Люсиль Бирнбаум, тщательно причёсанная, надушенная и с подкрашенными губами, набросив на плечи кашемировый кардиган цвета топлёных сливок, сидела и листала газеты отдельно от всех, у окна, за которым кружились неряшливые снежные хлопья. Она единственная из жильцов пансиона завтракала всегда долго и основательно, и сейчас перед ней на столе стояла большая тарелка, полная разнообразной снеди – яичница-глазунья, подрумяненный бекон, грибы, ломтики копчёной рыбы и треугольнички тостов, поджаренные строго с одной стороны (и нельзя сказать, что подобная требовательность так уж радовала кухарку). Лицо её казалось непроницаемым, но возле рта обозначились жёсткие складки, словно она крепко-накрепко сжала зубы.
Марджори, напудренная до полного сходства с мраморной статуей (само собой, если бы кому-то пришло в голову придать изваянию её грубые черты), со вселенской печалью в коровьих глазах цедила чай и вопреки обыкновению не притрагивалась к тостам. Лавиния Бекхайм тоже выглядела так, будто бы уксуса хлебнула – даже не верилось, что через несколько часов и та, и другая выйдут на сцену, и публика будет рыдать от смеха от каждого их движения, от каждой реплики, метко пущенной в зал, точно плоский камешек по воде. Это перевоплощение актёров, то, как они умудряются сбрасывать собственную шкуру и примерять на себя чужую личину, завораживало Мамашу Бенни и вызывало у неё чувство сродни суеверному трепету.

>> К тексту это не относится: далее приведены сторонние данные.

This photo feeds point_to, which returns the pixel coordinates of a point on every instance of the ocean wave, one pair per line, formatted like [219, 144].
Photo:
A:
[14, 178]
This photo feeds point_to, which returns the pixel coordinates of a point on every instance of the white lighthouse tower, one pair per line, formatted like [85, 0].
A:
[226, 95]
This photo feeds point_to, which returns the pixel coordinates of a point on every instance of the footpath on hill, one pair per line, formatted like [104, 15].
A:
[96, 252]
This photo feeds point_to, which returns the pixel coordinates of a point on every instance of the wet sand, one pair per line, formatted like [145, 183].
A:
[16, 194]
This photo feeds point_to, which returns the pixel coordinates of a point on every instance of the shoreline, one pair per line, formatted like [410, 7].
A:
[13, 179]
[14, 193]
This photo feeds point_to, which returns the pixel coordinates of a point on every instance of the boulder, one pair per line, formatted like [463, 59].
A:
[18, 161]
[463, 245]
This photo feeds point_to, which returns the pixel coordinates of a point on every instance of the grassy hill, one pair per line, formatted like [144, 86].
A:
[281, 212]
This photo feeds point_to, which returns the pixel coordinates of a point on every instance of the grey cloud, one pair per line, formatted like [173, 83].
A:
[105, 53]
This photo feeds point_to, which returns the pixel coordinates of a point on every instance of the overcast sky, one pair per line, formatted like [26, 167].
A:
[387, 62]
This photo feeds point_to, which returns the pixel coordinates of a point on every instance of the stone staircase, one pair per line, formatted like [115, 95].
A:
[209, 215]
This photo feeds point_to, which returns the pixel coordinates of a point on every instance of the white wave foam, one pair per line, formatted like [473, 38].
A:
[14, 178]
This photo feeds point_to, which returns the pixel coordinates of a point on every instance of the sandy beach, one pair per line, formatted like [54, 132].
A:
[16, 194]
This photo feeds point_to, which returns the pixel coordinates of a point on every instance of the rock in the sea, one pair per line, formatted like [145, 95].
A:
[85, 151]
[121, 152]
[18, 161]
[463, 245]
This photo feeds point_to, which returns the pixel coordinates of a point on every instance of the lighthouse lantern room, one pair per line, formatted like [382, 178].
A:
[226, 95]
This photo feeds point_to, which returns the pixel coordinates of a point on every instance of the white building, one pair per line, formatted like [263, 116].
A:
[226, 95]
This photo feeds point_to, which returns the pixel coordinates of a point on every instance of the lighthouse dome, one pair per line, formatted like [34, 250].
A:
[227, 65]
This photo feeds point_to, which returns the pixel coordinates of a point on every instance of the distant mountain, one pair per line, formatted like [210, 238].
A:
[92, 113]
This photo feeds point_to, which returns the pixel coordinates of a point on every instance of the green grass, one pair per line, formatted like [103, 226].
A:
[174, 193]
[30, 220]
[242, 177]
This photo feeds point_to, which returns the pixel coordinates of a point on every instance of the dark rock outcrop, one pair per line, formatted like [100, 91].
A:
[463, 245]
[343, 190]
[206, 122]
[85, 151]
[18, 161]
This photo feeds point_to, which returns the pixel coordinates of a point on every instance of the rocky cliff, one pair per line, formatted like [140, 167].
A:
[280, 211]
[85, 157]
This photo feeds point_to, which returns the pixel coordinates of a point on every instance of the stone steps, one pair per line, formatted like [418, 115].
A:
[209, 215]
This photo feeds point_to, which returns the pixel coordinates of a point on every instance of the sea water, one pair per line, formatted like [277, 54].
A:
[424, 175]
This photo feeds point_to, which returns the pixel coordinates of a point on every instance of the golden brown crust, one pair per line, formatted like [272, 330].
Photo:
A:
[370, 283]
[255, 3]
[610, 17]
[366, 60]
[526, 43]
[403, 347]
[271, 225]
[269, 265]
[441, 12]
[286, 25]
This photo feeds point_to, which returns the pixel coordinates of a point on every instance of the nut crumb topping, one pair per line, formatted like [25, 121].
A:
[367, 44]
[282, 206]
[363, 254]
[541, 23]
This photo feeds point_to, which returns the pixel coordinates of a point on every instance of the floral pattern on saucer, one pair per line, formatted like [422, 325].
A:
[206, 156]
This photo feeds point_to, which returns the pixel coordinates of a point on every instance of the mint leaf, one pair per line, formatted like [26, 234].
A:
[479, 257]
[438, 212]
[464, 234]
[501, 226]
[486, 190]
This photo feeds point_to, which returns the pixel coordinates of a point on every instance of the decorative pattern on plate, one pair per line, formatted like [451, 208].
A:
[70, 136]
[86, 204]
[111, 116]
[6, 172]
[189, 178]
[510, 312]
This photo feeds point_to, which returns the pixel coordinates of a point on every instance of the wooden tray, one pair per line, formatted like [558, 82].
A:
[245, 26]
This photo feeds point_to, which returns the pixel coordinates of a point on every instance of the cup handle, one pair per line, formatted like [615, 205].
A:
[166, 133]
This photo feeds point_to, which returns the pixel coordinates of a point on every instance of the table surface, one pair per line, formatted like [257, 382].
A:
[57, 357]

Потому-то ей и хватило одного взгляда на Эффи, чтобы всё понять. Обычно та по утрам бывала вялой и хмурой, но сегодня девушка сияла, прямо-таки вся лучилась довольством и радостью. Она исподтишка посматривала на Люсиль, и в уголках её губ трепетала шкодливая улыбка, сказавшая Мамаше Бенни всё, что ей нужно было знать.